Before a track can be evaluated against the Golden Record criteria, it must pass through TrackForge's multi-source enrichment pipeline. This pipeline consults authoritative music metadata databases in a defined priority order, detects conflicts between sources, and resolves them either algorithmically or through human review.

Source waterfall

Each track passes through a waterfall of authoritative sources. Sources are consulted in priority order, with later sources filling data gaps left by earlier ones:

PrioritySourceData Provided
1SpotifyTrack metadata, artist information, album context, ISRC validation
2MusicBrainzISWC linkages, recording/release relationships, artist credits
3DiscogsRelease metadata, label information, production credits
4Last.fmArtist metadata, tag-based genre classification
5PRS for MusicWriter and publisher data, IPI numbers, work registrations
6MLC (Mechanical Licensing Collective)US mechanical rights data, writer share allocations
7Additional PROsGEMA, SACEM, JASRAC, and other societies where available

The waterfall is designed so that the most broadly available sources are consulted first (streaming platform metadata), followed by progressively more specialised and authoritative sources (collection society databases). Writer and publisher information from PROs at priorities 5-7 is treated as higher-authority than equivalent data from streaming services.

Conflict resolution

When sources provide contradictory information for the same field (for example, different writer splits from PRS and MLC), the conflict resolution process follows a defined sequence:

  1. Detection — Conflicts are detected automatically by comparing field values across all sources that returned data for a track. Any divergence in rights-critical fields triggers a conflict record.

  2. Scoring — Each source carries a reliability weight for each field type. PRO databases are weighted more heavily for writer and publisher information than streaming platform metadata. The confidence score reflects both the source's general reliability and the specificity of the match.
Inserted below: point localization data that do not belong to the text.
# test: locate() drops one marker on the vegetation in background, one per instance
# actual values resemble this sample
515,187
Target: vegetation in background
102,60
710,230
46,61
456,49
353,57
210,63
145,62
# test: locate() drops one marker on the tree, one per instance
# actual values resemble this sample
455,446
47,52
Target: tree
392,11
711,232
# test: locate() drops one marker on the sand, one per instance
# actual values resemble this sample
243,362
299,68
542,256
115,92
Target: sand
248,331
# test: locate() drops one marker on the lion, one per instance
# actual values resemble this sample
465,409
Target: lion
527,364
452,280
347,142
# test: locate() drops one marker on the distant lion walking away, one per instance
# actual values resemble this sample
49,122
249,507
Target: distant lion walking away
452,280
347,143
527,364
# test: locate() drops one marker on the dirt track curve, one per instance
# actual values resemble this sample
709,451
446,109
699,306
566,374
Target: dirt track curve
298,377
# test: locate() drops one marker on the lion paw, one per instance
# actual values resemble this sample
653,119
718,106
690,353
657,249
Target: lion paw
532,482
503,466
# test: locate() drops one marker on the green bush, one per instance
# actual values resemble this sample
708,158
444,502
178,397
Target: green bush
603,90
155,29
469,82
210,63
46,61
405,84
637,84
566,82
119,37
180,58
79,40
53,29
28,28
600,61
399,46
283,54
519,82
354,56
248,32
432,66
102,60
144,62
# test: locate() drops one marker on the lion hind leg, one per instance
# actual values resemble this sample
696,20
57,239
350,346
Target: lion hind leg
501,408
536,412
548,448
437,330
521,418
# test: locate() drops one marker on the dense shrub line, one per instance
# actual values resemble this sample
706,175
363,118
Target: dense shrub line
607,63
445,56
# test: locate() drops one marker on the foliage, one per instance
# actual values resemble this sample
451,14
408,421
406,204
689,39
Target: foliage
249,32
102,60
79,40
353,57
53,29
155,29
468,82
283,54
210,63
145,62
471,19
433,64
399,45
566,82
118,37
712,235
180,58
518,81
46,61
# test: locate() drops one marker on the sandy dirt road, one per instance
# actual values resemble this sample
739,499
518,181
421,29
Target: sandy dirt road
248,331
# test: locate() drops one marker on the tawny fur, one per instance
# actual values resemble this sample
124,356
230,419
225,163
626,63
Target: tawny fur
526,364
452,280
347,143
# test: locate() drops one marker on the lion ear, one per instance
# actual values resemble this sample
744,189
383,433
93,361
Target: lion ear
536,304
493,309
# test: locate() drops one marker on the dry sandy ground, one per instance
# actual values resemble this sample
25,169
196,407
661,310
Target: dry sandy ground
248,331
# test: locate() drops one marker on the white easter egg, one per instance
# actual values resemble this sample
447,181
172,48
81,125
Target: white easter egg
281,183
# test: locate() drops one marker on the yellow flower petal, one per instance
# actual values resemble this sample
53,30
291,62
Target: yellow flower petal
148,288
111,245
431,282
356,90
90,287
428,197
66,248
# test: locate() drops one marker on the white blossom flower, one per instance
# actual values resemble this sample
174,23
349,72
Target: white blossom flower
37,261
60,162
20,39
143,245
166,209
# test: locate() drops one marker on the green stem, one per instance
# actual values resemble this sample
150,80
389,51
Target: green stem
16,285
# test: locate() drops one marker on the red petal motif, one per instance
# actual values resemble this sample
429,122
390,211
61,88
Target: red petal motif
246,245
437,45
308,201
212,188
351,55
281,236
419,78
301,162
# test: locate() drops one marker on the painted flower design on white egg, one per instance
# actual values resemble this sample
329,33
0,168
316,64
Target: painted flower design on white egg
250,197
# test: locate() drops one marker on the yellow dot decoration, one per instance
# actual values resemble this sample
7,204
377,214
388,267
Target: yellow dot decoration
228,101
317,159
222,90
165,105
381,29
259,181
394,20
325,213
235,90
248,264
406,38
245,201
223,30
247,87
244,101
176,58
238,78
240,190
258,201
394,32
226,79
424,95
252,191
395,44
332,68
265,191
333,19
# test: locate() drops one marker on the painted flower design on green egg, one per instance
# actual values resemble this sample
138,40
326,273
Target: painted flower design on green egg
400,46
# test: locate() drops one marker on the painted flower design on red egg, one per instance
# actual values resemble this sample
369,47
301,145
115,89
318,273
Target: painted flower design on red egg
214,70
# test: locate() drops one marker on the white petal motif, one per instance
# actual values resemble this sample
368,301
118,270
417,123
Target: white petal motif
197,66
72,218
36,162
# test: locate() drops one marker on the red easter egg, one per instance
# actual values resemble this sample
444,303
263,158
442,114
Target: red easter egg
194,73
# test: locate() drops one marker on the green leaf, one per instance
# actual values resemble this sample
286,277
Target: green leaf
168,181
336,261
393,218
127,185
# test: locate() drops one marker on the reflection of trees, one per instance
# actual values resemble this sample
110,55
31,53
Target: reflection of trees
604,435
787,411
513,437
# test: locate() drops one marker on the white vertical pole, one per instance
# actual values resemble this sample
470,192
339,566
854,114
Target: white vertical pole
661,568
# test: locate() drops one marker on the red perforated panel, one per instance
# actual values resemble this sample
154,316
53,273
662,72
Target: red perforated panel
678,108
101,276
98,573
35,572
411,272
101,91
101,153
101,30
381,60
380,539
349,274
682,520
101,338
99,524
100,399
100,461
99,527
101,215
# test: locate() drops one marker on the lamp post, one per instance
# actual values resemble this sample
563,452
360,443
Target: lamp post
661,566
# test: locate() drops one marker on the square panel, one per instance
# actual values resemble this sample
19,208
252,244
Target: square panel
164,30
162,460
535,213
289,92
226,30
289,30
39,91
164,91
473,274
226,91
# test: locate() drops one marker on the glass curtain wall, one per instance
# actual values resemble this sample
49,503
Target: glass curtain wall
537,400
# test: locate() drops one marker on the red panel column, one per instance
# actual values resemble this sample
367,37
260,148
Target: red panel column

  3. Algorithmic resolution — Where one source's confidence clearly exceeds another's (for example, a PRO's own registration data versus a streaming service's inferred credits), the higher-confidence value is selected automatically. The resolution is logged with the confidence differential and the rule applied.

  4. Human review — Where confidence is ambiguous or the stakes are high (for example, conflicting writer share allocations with similar confidence from two PROs), the conflict is flagged for operator review. No automatic resolution is applied.

All conflicts and their resolutions are recorded in the enrichment conflict log. Each record captures:

  • The conflicting values from each source
  • The confidence scores assigned to each
  • The resolution chosen (algorithmic or operator)
  • The reasoning or rule applied
  • The timestamp and, for operator resolutions, the operator identity

Operator verification (B2B only)

For B2B certification engagements, enrichment is not fully automated. A trained operator performs the following verification steps before a track proceeds to Golden Record evaluation:

  1. Completeness review — confirms that all fields expected from the enrichment waterfall have been populated or explicitly marked as unavailable
  2. Writer/publisher cross-check — validates writer and publisher information against PRO databases, checking IPI numbers, name spellings, and role assignments
  3. ISRC-to-ISWC linkage validation — confirms that recording-to-composition linkages are correct, catching cases where a recording has been linked to the wrong underlying work
  4. Conflict review — reviews and approves all algorithmically-resolved conflicts, with the ability to override any automatic resolution
  5. Golden Record threshold confirmation — confirms that the track meets all qualification criteria
  6. Certification approval — formally approves the track for certification

All operator actions are logged with timestamp, operator identity, and the action taken. This audit trail is included in the certification proof bundle and is available for review.

Enrichment and rating separation

The enrichment pipeline described on this page is structurally independent from TrackForge's Rating Oracle. Enrichment modifies data (adding ISWCs, resolving writers, filling metadata gaps). Rating reads a snapshot of the resulting data and produces a deterministic, read-only assessment. There is no code path from the rating engine back to the enrichment pipeline — the data flow is one-directional. This separation is enforced at the application, database, and transaction levels. See Rating Independence for the full technical details.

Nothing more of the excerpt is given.